4.2.2 Second and third levels of the convergent approach: amendments to an appeal case within the meaning of Article 13(1) and (2) RPBA 2020
In T 247/20 the board held that an amendment to a party's appeal case was a submission which was not directed to the requests, facts, objections, arguments and evidence relied on by the party in its statement of grounds of appeal or its reply. In other words, it went beyond the framework established therein (see also T 2988/18). In the case in hand, the arguments which the appellant (proprietor) had presented during the oral proceedings and to which respondent 2 objected were all aimed at illustrating, refining or further developing the arguments already presented with the grounds of appeal and at countering the arguments made by respondent 2 in this context. To the extent that additional passages or figures were referred to, this merely served that purpose. The board noted that no additional pieces of evidence had been introduced and that both the patent and D1 were very concise documents. In view of the above, the board held that the arguments at issue did not amount to an amendment of the appellant's appeal case. The board added that oral proceedings would serve no purpose if the parties were limited to presenting a mere repetition of the arguments put forward in writing. Instead, parties had to be allowed to refine their arguments, and even to build on them, provided they stayed within the framework of the arguments, and of course the evidence, submitted in a timely fashion in the written proceedings.

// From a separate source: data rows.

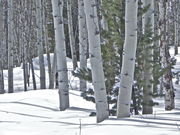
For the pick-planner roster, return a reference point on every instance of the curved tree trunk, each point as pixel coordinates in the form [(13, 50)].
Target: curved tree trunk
[(128, 65)]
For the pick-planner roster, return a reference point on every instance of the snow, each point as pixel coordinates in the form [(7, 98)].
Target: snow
[(36, 112)]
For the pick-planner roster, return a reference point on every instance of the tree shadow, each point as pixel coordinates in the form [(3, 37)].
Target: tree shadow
[(23, 114), (80, 109), (34, 105)]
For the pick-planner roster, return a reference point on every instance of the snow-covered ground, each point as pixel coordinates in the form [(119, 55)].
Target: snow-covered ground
[(36, 113)]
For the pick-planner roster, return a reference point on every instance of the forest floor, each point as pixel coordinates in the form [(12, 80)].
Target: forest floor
[(36, 113)]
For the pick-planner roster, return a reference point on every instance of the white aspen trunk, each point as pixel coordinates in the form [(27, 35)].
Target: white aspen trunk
[(148, 21), (10, 47), (45, 28), (83, 41), (61, 54), (53, 71), (128, 65), (167, 77), (1, 50), (71, 34), (96, 60), (40, 44), (176, 23)]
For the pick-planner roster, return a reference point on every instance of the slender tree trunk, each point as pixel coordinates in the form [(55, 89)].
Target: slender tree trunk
[(1, 50), (46, 41), (33, 74), (128, 65), (164, 51), (96, 60), (10, 47), (61, 54), (176, 23), (83, 41), (148, 21), (53, 71), (40, 44), (71, 34)]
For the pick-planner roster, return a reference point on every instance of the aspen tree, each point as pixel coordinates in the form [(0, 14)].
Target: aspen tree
[(96, 60), (57, 6), (128, 65), (83, 41)]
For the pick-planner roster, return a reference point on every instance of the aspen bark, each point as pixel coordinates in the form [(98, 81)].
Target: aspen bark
[(128, 65), (10, 47), (83, 41), (71, 34), (164, 52), (61, 54), (96, 60), (148, 21), (40, 44)]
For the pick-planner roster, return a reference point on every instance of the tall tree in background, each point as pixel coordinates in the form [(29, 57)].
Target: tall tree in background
[(1, 50), (165, 56), (40, 43), (127, 72), (71, 34), (148, 27), (83, 41), (96, 59), (10, 47), (57, 6)]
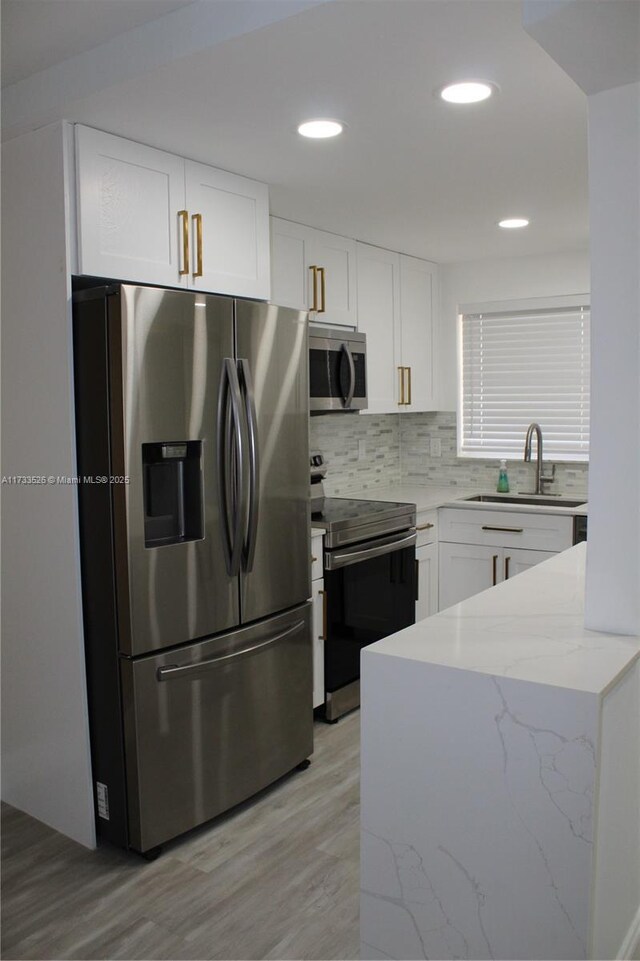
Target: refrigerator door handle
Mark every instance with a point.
(352, 376)
(249, 549)
(174, 671)
(231, 460)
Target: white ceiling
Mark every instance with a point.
(410, 173)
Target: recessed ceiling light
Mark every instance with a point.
(320, 129)
(511, 223)
(470, 91)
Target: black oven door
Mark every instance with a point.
(371, 593)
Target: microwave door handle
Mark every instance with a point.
(249, 548)
(352, 376)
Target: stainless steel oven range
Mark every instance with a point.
(370, 581)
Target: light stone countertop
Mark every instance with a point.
(529, 628)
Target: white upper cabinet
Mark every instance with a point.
(314, 270)
(331, 278)
(379, 318)
(128, 198)
(416, 345)
(150, 217)
(396, 297)
(229, 232)
(288, 264)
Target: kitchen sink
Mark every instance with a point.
(532, 500)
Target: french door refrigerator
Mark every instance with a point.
(192, 434)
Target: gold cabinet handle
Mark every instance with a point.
(197, 219)
(184, 216)
(323, 636)
(503, 530)
(314, 304)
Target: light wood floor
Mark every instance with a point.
(276, 878)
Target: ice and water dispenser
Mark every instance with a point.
(173, 511)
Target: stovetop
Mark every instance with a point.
(347, 521)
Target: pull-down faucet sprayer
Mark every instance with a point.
(541, 478)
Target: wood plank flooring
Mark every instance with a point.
(276, 878)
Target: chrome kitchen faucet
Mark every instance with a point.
(541, 478)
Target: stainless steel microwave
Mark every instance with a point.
(337, 370)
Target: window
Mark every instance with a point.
(524, 362)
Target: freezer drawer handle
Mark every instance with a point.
(172, 671)
(348, 397)
(386, 545)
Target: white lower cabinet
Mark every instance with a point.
(477, 551)
(427, 561)
(427, 602)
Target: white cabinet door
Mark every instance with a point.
(416, 340)
(378, 316)
(427, 602)
(229, 232)
(466, 569)
(318, 597)
(288, 264)
(331, 287)
(128, 199)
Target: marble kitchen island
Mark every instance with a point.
(501, 779)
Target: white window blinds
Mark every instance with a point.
(520, 366)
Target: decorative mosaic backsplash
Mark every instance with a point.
(366, 451)
(418, 466)
(360, 451)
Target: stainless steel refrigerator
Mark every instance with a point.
(192, 433)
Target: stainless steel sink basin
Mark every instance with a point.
(532, 500)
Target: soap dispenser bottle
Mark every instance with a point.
(503, 480)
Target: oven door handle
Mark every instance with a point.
(333, 560)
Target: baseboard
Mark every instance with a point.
(631, 941)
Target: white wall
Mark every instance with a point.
(613, 569)
(46, 768)
(489, 280)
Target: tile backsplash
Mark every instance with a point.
(377, 450)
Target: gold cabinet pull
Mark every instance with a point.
(323, 636)
(314, 304)
(197, 219)
(184, 216)
(503, 530)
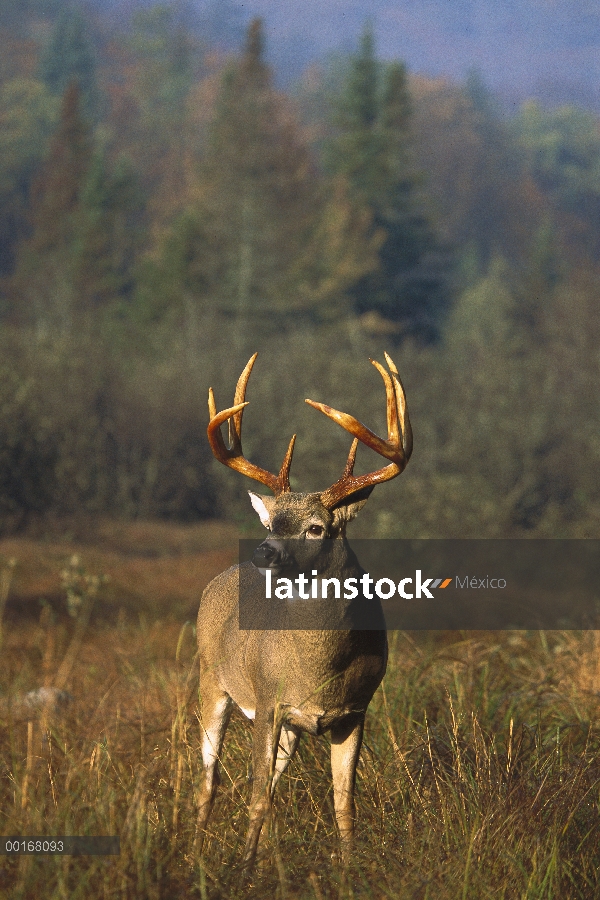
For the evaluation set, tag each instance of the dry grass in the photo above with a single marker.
(479, 776)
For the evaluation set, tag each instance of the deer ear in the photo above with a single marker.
(261, 505)
(349, 508)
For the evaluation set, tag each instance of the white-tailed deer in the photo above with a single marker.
(290, 681)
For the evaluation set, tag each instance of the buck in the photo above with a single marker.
(293, 681)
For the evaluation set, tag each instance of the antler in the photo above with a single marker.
(397, 448)
(234, 457)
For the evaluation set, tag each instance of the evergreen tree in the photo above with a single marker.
(373, 151)
(260, 190)
(70, 57)
(44, 281)
(76, 266)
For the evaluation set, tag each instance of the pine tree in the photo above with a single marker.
(373, 151)
(70, 57)
(44, 282)
(261, 191)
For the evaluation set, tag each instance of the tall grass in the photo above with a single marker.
(479, 776)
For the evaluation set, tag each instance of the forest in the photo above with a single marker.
(166, 210)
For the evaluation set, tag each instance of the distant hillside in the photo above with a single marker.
(544, 48)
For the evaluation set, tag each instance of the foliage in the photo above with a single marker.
(373, 151)
(478, 774)
(199, 221)
(69, 57)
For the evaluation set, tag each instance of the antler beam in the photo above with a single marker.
(233, 457)
(397, 448)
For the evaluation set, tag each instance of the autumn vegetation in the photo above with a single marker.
(166, 210)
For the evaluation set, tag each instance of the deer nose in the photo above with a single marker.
(265, 555)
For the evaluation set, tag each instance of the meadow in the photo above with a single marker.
(479, 774)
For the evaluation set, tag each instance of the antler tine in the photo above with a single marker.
(405, 426)
(233, 456)
(396, 448)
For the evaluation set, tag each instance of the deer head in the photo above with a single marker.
(324, 514)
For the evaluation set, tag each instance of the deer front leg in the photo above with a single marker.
(264, 755)
(346, 740)
(215, 711)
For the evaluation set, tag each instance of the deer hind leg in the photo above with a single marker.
(269, 760)
(215, 711)
(346, 740)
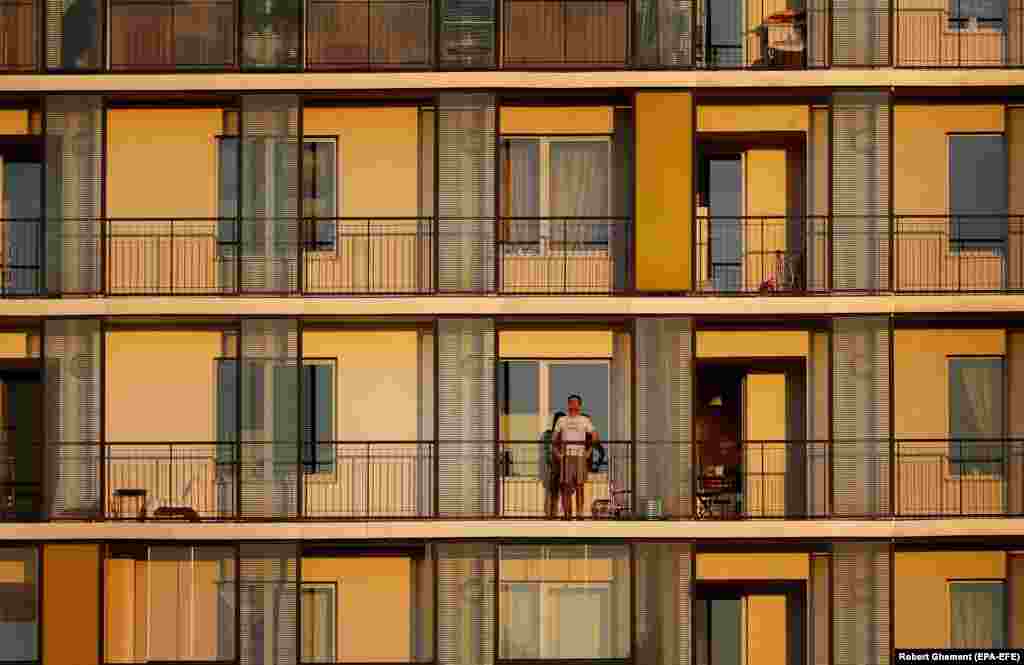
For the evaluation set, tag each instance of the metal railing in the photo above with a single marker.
(762, 254)
(544, 34)
(946, 36)
(369, 34)
(540, 255)
(150, 35)
(957, 253)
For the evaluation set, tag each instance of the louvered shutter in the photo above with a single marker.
(664, 392)
(860, 416)
(74, 181)
(860, 604)
(465, 405)
(72, 401)
(664, 588)
(861, 154)
(466, 193)
(269, 193)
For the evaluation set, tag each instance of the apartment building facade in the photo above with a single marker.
(291, 290)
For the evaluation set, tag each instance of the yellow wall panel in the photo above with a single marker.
(150, 370)
(737, 343)
(665, 193)
(182, 142)
(71, 605)
(922, 603)
(763, 566)
(753, 118)
(372, 142)
(548, 120)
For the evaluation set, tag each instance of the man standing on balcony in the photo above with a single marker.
(573, 435)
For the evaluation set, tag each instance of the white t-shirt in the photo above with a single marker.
(573, 430)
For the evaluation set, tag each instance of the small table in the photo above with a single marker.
(129, 494)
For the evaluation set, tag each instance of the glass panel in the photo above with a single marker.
(978, 615)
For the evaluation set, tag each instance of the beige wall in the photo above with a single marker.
(753, 118)
(374, 606)
(922, 596)
(553, 120)
(761, 343)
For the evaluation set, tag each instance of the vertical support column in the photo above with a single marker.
(861, 414)
(466, 162)
(270, 376)
(72, 382)
(466, 433)
(665, 415)
(861, 191)
(861, 609)
(269, 604)
(466, 583)
(664, 588)
(269, 156)
(73, 192)
(425, 431)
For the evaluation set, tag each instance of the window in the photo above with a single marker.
(976, 407)
(978, 191)
(317, 409)
(320, 191)
(973, 14)
(556, 195)
(977, 614)
(318, 624)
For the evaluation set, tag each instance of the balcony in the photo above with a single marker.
(762, 254)
(564, 255)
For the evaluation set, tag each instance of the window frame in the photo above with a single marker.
(545, 244)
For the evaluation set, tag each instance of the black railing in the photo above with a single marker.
(543, 34)
(958, 253)
(151, 35)
(954, 36)
(542, 255)
(762, 254)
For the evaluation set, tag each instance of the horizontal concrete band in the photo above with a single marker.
(1011, 304)
(995, 529)
(33, 83)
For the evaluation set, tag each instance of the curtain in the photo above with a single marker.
(978, 613)
(580, 185)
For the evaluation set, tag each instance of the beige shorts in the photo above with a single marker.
(574, 470)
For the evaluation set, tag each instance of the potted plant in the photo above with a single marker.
(271, 27)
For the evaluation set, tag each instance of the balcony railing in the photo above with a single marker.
(561, 34)
(564, 254)
(369, 34)
(154, 35)
(958, 253)
(762, 254)
(944, 37)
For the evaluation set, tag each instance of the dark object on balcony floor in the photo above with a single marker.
(176, 512)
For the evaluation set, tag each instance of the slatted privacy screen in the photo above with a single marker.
(861, 398)
(860, 604)
(664, 395)
(269, 471)
(466, 577)
(466, 409)
(268, 609)
(466, 192)
(861, 153)
(663, 33)
(269, 193)
(860, 33)
(72, 404)
(74, 166)
(623, 197)
(664, 587)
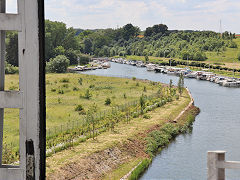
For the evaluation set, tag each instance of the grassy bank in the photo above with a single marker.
(65, 92)
(113, 153)
(158, 139)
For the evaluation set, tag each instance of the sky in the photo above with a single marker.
(176, 14)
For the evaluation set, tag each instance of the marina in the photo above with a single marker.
(199, 75)
(215, 128)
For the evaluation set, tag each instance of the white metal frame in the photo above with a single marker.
(30, 99)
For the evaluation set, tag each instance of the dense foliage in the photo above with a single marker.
(158, 41)
(58, 64)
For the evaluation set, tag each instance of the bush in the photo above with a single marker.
(58, 65)
(64, 80)
(75, 89)
(140, 169)
(60, 91)
(108, 101)
(80, 81)
(91, 86)
(87, 94)
(10, 69)
(146, 116)
(53, 90)
(84, 59)
(79, 108)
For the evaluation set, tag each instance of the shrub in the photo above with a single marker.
(140, 169)
(10, 69)
(64, 80)
(79, 108)
(65, 85)
(146, 116)
(53, 90)
(75, 89)
(58, 65)
(80, 81)
(12, 88)
(108, 101)
(91, 86)
(87, 94)
(60, 91)
(144, 89)
(59, 101)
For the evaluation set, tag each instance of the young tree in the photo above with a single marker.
(170, 86)
(181, 84)
(12, 49)
(92, 121)
(142, 103)
(146, 59)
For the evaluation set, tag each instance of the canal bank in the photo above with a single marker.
(114, 153)
(215, 128)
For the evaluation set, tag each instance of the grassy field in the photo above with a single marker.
(227, 58)
(64, 93)
(123, 132)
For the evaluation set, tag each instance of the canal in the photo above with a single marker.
(217, 127)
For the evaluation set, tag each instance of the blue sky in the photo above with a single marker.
(177, 14)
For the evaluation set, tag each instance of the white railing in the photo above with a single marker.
(216, 165)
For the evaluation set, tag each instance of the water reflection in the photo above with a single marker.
(216, 128)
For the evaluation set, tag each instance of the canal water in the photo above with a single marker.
(217, 127)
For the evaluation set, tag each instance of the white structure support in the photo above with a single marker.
(216, 165)
(2, 75)
(29, 22)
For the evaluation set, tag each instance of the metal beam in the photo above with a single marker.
(11, 174)
(229, 164)
(10, 22)
(32, 84)
(2, 75)
(11, 99)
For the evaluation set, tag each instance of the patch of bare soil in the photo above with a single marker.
(97, 164)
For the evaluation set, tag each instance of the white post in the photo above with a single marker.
(2, 76)
(29, 22)
(215, 173)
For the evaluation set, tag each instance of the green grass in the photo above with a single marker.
(228, 56)
(122, 170)
(61, 107)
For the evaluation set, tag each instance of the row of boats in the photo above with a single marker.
(187, 73)
(95, 64)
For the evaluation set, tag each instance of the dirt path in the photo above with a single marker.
(94, 158)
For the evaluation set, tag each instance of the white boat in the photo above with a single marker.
(151, 67)
(191, 75)
(219, 80)
(231, 83)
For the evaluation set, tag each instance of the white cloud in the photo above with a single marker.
(177, 14)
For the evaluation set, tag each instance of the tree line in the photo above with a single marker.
(68, 46)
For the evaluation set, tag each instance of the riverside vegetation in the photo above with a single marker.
(82, 106)
(114, 153)
(158, 43)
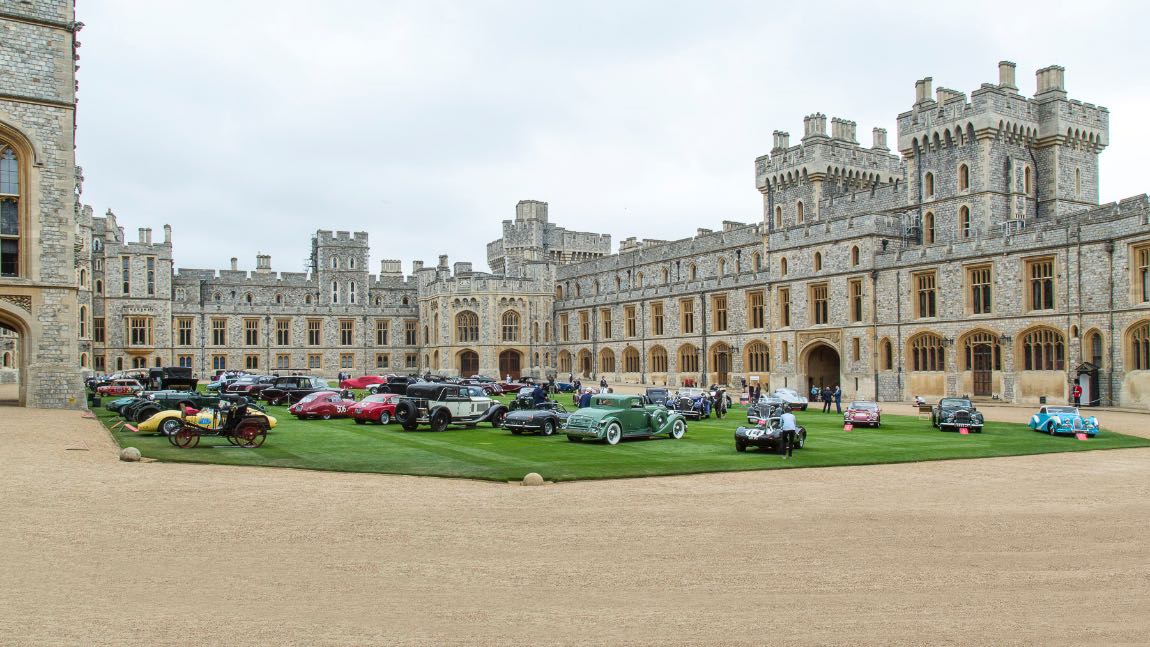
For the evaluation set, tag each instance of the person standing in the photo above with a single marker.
(789, 428)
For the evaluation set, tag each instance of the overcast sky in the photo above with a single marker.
(250, 124)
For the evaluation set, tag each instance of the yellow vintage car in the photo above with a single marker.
(171, 421)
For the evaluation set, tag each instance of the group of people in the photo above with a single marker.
(828, 395)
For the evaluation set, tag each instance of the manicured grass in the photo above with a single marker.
(487, 453)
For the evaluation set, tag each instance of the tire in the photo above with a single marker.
(614, 433)
(170, 425)
(497, 420)
(441, 420)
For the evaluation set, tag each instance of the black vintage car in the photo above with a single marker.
(952, 414)
(766, 436)
(291, 389)
(543, 418)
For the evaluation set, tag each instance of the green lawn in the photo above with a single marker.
(485, 453)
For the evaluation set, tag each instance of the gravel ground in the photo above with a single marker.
(1024, 551)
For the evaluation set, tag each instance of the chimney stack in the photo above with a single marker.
(1006, 76)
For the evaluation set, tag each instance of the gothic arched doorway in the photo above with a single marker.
(468, 363)
(510, 362)
(822, 368)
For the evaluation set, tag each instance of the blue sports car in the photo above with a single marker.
(1063, 420)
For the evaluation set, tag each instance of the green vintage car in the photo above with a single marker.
(613, 417)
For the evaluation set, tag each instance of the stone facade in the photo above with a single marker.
(41, 238)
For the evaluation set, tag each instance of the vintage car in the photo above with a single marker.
(362, 382)
(614, 416)
(952, 414)
(375, 408)
(797, 401)
(1063, 420)
(324, 405)
(766, 434)
(169, 422)
(543, 418)
(694, 403)
(120, 387)
(442, 405)
(292, 389)
(863, 411)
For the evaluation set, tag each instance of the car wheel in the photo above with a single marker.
(170, 425)
(614, 433)
(441, 420)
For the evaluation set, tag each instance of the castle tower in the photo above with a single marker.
(794, 179)
(339, 263)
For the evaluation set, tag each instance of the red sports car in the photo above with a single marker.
(863, 411)
(378, 408)
(120, 387)
(324, 405)
(362, 382)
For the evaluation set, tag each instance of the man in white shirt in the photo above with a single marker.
(789, 428)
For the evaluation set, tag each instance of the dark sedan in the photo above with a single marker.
(543, 418)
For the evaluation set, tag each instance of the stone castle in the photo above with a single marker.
(976, 260)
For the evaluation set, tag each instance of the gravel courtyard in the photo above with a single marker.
(1050, 549)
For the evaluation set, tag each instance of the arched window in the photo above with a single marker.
(971, 348)
(658, 360)
(927, 353)
(758, 357)
(511, 325)
(9, 213)
(630, 360)
(1140, 347)
(1043, 351)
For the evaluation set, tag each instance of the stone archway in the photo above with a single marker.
(511, 363)
(822, 367)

In T 1807/19 the board considered that the appellant's (opponent's) objection of lack of inventive step in view of D14 submitted one month before the oral proceedings before the board against the subject-matter of claim 1 of auxiliary request I (filed with the reply to the statement of grounds of appeal) did not constitute an amendment to the appellant's case as this objection remained within the framework of its case put forward on appeal. This objection was essentially the same as the inventive-step objection raised against claim 1 of the patent as maintained by the opposition division, as the appellant considered that there was still only one and the same distinguishing feature over D14. Consequently Art. 13(2) RPBA 2020 did not apply.
In T 684/18 too, the board took account of the appellant's arguments at the oral proceedings in so far as they were based on the written submissions it had filed after the summons. The board saw no reason to doubt that these arguments and the associated documents AM1 bis AM3 should be admitted; they were new arguments in support of the view already taken in the grounds of appeal that the materials disclosed in D2 had the claimed relationship in terms of mechanical strength. The board therefore considered that the appeal case had not been amended within the meaning of Art. 13 RPBA 2020.